Political notions aside, many people, both heterosexual and homosexual, may be at risk of passing their estate in a manner that does not suit their desires. Despite the rapidly changing mores and norms of modern society, increasingly accepting of committed co-habitation among unmarried couples, the estate planning and probate laws are slow reflect these changing standards.

As a result of most probate courts strict compliance with the probate code, unmarried couples must be especially careful to plan their estates properly or risk leaving the couple’s surviving member “out in the cold” and perhaps, without assets that the deceased member of the couple intended for the remaining member.


The probate laws provide a number of “back up” or “safety” provisions to assure that surviving spouses are provided for in the event that a deceased spouse forgets or purposely fails to provide for them.

In the event that a married person dies without a will, the law provides for surviving married persons in the Illinois Probate Act at 755 ILCS 5/2-1 in the Rules of Descent and Distribution which reads, in part, as follows:

The intestate real and personal estate of a resident decedent and the intestate real estate in this State of a nonresident decedent, after all just claims against his estate are fully paid, descends and shall be distributed as follows:

(a) If there is a surviving spouse and also a descendant of the decedent: 1/2 of the entire estate to the surviving spouse and 1/2 to the decedent’s descendants per stirpes.

In addition, the act provides protection, at least for a portion of an estate, in the case where a spouse is intentionally or unintentionally disinherited in a will. The renunciation of will by spouse law, Illinois Probate Act at 755 ILCS 5/2-8, provides that a spouse may, despite whatever is contained in a will, elect to take up to one half of a probate estate. The law provides, in part, as follows:

(a) If a will is renounced by the testator’s surviving spouse, whether or not the will contains any provision for the benefit of the surviving spouse, the surviving spouse is entitled to the following share of the testator’s estate after payment of all just claims: 1/3 of the entire estate if the testator leaves a descendant or 1/2 of the entire estate if the testator leaves no descendant.

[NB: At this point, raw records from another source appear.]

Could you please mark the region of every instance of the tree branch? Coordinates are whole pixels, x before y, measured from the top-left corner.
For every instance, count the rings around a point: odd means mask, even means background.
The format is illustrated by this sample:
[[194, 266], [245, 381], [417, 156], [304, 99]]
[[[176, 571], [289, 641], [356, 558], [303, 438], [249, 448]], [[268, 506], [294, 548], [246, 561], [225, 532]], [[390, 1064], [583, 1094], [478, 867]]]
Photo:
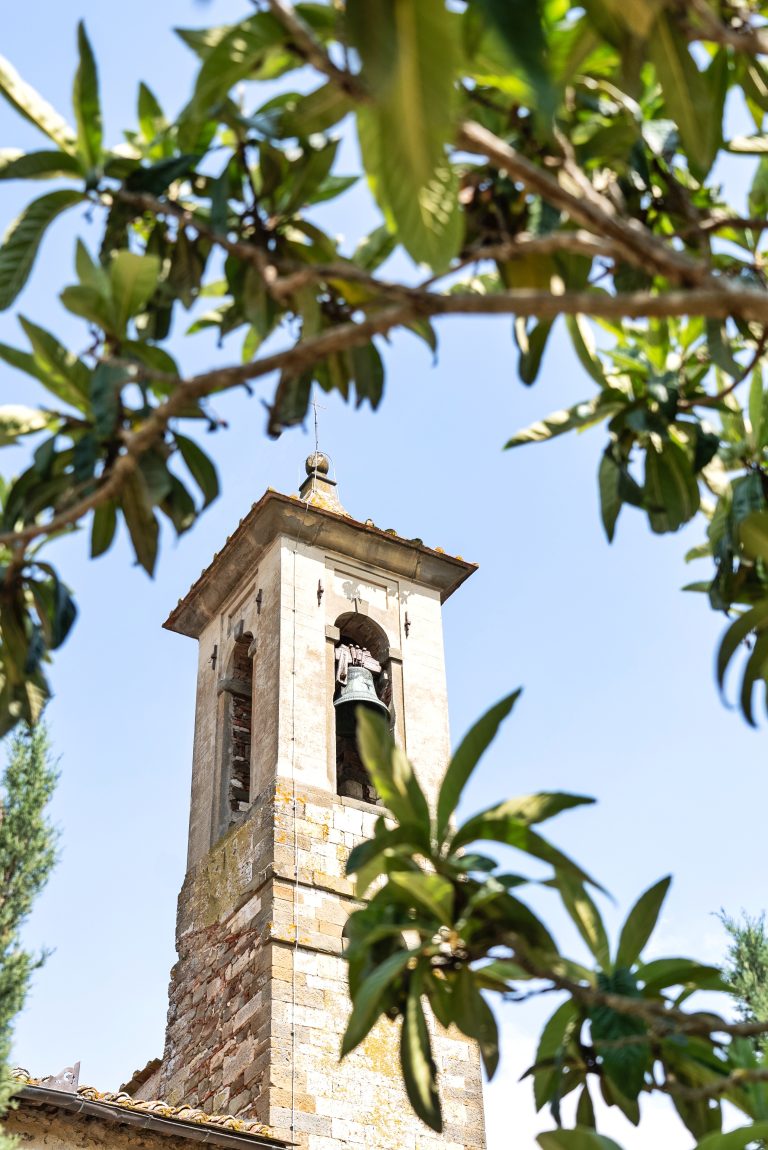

These rules, of course, apply only to probate property. Other items, held jointly or with a named beneficiary are usually not subject to such rules. That said, these two provisions of the code provide great protection for most married couples.


These probate laws offer absolutly no help to unmarried couples, no matter how long they have lived together and no matter how dedicated their relationship. This theory was recently put to the test in the case of In re Estate of Andrea Marie Hall which was decided by the First District of the Illinois Appelate Court on December 31, 1998.

In the Estate of Hall case, an unmarried woman sought to inherit a portion of her “life-partner’s” estate as a “surviving spouse” under the intestate succession rules of descent and distribution. The couple had been together from 1988 to Andrea Hall’s death in 1996. The couple had been “married” in a private ceremony in 1995 but had not attempted to legalize the union in the face of the State of Illinois’ prohibition on same sex marriage. The appeals court determined that regardless of the Constitutionality of the Illinois Marriage Act requirement that a “man and woman” be married, the parties in the alleged “marriage” had not taken the requisite steps to legalize their private ceremony. As such, even had the law been unconstitutional, the court could not confer the status of “spouse” upon the surviving member of the couple.


Steps should be taken by all unmarried co-habitating couples to plan their estates so that the above scenario does not take place. An updated will, coupled with correct titling of various assets and perhaps even a co-habitation agreement can provide the same result for unmarried couples as married couples currently enjoy. Although the statutory “safe harbors” will not exist, an unmarried couple can, with correct planning, assure that their desires are met upon their deaths.

A few of the common techniques employed in planning for unmarried couples are the preparation of a up to date wills providing for the surviving memeber of the couple, joint titleing of assets such as homes, cars, stocks and bank accounts, proper designations of beneficiaries on life insurance and benefit plans and finally, the preparation of powers of attorney for property and health care in the event of disability. Without these items, blood relatives can receive and make decisions about property and even the health of a person to the exclusion of the other member of the unmarried couple.


An attorney can help you and your partner evaluate your current situation and plan for a seamless asset transfer as well as plan for all of the other natural areas of estate planning, such as estate tax savings and other items. Do not get caught when it is too late. Planning should be proactive and done when there is the least likelihood of death. We want to be prepared for the suprises of life and death.